Des centaines de femmes et d’enfants pris en otage dans un hôpital d’Haïti

Un gang lourdement armé a fait irruption dans un hôpital en Haïti mercredi et a pris en otage des centaines de femmes, d’enfants et de nouveau-nés, selon le directeur du centre médical qui a lancé un appel à l’aide via les médias sociaux.

Jose Ulysse, fondateur et directeur du Centre hospitalier de Fontaine dans le bidonville tentaculaire de Cité Soleil, dans la capitale Port-au-Prince, a confirmé l’incident dans un bref échange de messages avec l’Associated Press. « Nous sommes en grande difficulté », a-t-il dit.

Aucun autre détail n’était immédiatement disponible, et la raison pour laquelle les assaillants ont pris les patients en otage n’était pas claire. M. Ulysse n’a pas répondu à d’autres demandes de commentaires.

L’hôpital est considéré comme une oasis et une bouée de sauvetage dans une communauté envahie par des gangs qui ont déclenché des attaques de plus en plus violentes les uns contre les autres, des civils qui vivent à Cité Soleil étant régulièrement violés, battus ou tués.

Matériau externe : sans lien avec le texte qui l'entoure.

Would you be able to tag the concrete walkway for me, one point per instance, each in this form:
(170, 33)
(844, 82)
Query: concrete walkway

M. Ulysse a identifié les responsables comme étant des membres du gang de Brooklyn, dirigé par Gabriel Jean-Pierre, mieux connu sous le nom de « Ti Gabriel ». Gabriel Jean-Pierre est également le chef d’une puissante alliance de gangs connue sous le nom de G-Pep, l’une des deux coalitions rivales en Haïti.

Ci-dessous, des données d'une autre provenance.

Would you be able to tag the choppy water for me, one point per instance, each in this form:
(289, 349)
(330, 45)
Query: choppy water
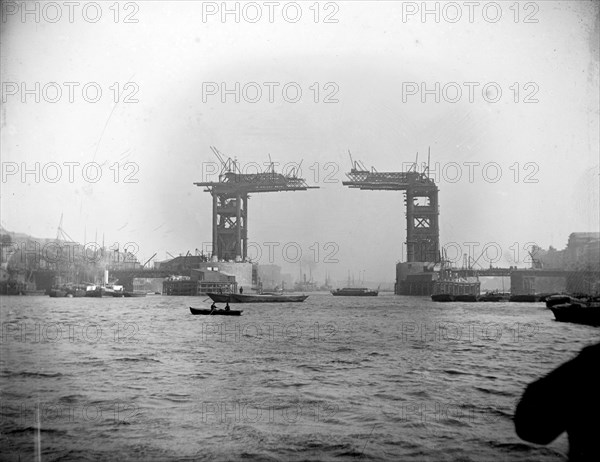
(333, 378)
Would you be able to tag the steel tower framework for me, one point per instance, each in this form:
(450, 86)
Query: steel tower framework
(422, 209)
(230, 203)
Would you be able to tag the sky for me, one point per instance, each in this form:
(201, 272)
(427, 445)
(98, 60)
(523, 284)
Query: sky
(505, 100)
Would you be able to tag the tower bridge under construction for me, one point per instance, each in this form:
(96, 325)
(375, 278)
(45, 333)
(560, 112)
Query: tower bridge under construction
(230, 196)
(422, 221)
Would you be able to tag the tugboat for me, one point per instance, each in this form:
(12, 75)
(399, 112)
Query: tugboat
(579, 313)
(355, 292)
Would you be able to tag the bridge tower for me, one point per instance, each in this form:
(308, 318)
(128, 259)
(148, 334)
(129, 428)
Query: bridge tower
(230, 203)
(422, 209)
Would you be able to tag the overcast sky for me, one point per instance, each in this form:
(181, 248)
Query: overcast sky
(532, 151)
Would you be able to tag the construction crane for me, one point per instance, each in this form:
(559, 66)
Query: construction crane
(422, 210)
(230, 202)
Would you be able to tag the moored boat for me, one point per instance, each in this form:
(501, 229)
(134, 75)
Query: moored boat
(466, 298)
(578, 313)
(216, 312)
(256, 298)
(494, 297)
(442, 298)
(58, 292)
(355, 292)
(524, 298)
(134, 294)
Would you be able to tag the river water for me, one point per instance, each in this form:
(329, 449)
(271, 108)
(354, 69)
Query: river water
(333, 378)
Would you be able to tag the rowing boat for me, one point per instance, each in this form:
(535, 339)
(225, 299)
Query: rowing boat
(216, 312)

Le gang de Brooklyn compte quelque 200 membres et contrôle certaines communautés de Cité Soleil, dont Brooklyn. Il est impliqué dans l’extorsion, le détournement de marchandises et la violence générale contre les civils, selon un récent rapport de l’ONU.

« La coalition G-Pep et ses alliés ont fortement renforcé leur coopération et diversifié leurs revenus, notamment en pratiquant des enlèvements contre rançon, ce qui leur a permis de renforcer leur capacité de combat », indique le rapport.

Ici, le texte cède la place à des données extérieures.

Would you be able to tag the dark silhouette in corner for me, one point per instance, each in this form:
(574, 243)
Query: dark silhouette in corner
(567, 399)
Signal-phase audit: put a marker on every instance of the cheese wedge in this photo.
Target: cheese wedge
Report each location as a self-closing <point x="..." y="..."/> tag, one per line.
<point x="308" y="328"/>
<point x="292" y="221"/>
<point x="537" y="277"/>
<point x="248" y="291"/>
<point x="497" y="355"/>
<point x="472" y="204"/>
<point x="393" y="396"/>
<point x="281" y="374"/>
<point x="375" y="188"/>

Lorsque l’Associated Press a visité le Centre hospitalier de Fontaine au début de l’année, M. Ulysse a indiqué dans une entrevue que les gangs l’avaient déjà ciblé personnellement à deux reprises.

Depuis l’assassinat du président Jovenel Moïse en juillet 2021, les gangs n’ont cessé de gagner en puissance en Haïti, et le nombre d’enlèvements et d’assassinats est en augmentation.

Au début de l’année, au moins 20 membres de gangs armés ont fait irruption dans un hôpital géré par Médecins sans frontières et ont enlevé un patient dans une salle d’opération. Les criminels avaient accédé à l’hôpital en simulant une urgence vitale, a précisé l’organisation.